Viertes Risiko: Wir stehen vor einer amerikanischen Wahl, die die neue Weltordnung bestimmen wird. Es ist eine sichere Wette, dass wir auf eine neue Ära des Isolationismus und Protektionismus zusteuern, wie sie die Welt noch nie gesehen hat. Wir erleben eine Spaltung dieser neuen Weltordnung zwischen Trump und einem China, das gerade die Wiedervereinigung seines Parlaments gefeiert hat und mehr denn je auf seine Sicherheit bedacht und auf sich selbst zurückgeworfen ist. Dies ist ein globaler Kontext, der berücksichtigt werden muss.

Und dann gibt es ein letztes Element, vielleicht eines der wichtigsten, nämlich das nukleare Risiko. Ich kenne die guten Experten, die großen Experten, die sich zu diesem Thema äußern, und ich habe großen Respekt vor ihnen. Aber die Entsendung von Bodentruppen, von Kampfflugzeugen, bringt uns in eine Situation, die wir im Bereich der Abschreckung noch nie hatten. Vierzig Jahre Kalter Krieg: Die Streitkräfte des Warschauer Paktes und der NATO sind sich nie begegnet. Und das ist kein Zufall: Es ist eine Realität, die mit der Grammatik der Nuklearenergie zu tun hat.

Die Regel der Abschreckung beruht auf dem Prinzip der gegenseitigen sicheren Zerstörung. Das heißt, wenn einer die Bombe einsetzt und der andere zurückschlägt, sind wir alle tot. […] Ich denke, die nukleare Grammatik bedeutet, dass das Risiko von NATO-Bodentruppen in der Ukraine heute ein Risiko ist und dieses Risiko für verantwortungsbewusste Mächte inakzeptabel ist. Ich bin genug in der Welt herumgekommen, um seit 15 Jahren etwas beobachten zu können: Der Einsatz von Atomwaffen hängt von politischen Kulturen, sozialen Kulturen und Zivilisationen ab. Die Welt verändert sich, und was vor 10 oder 15 Jahren noch undenkbar schien, ist heute anders: Die Rhetorik des Feindes, der Hass auf den anderen, hat sich so weit entwickelt, dass wir in einer internationalen Gemeinschaft leben, die vielleicht mit dem anderen abrechnen will. […] Heute, und ich denke nicht nur an die Russen, dürfen wir die Verbreitung von Atomwaffen in Ländern wie Pakistan und vielen anderen, die heute über Atomwaffen verfügen, nicht vergessen.
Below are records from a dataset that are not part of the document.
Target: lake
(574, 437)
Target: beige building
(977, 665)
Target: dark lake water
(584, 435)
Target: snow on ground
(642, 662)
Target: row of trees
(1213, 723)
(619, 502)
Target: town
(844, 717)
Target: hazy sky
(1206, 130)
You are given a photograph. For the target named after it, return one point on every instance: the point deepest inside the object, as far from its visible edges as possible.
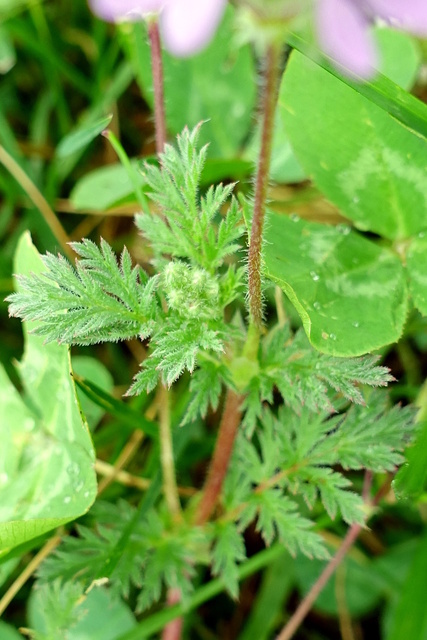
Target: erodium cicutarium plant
(300, 427)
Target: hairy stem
(268, 108)
(170, 488)
(157, 71)
(306, 604)
(221, 458)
In diesem Zusammenhang ist das Prinzip der Verantwortung von wesentlicher Bedeutung, und es gibt eine Regel, die aus all dem gezogen werden muss: Die Logik der Gewalt führt, wenn sie nicht kontrolliert wird, zu einer Eskalation, die tödlich sein kann. Das ist es, was die Situation in der Ukraine zu einer echten Gefahr macht, und das ist es auch – weil ich dieses Prinzip der Logik der unkontrollierten Gewalt auf die Situation in Gaza anwenden möchte -, was die israelische Politik, die heute in Gaza angewandt wird, zu einer echten Gefahr macht. Denn es gibt keine Kontrolle über die Anwendung von Gewalt. Und wenn man sich das ansieht […], dann sind alle Fronten miteinander verbunden, alle Krisen sind miteinander verbunden”.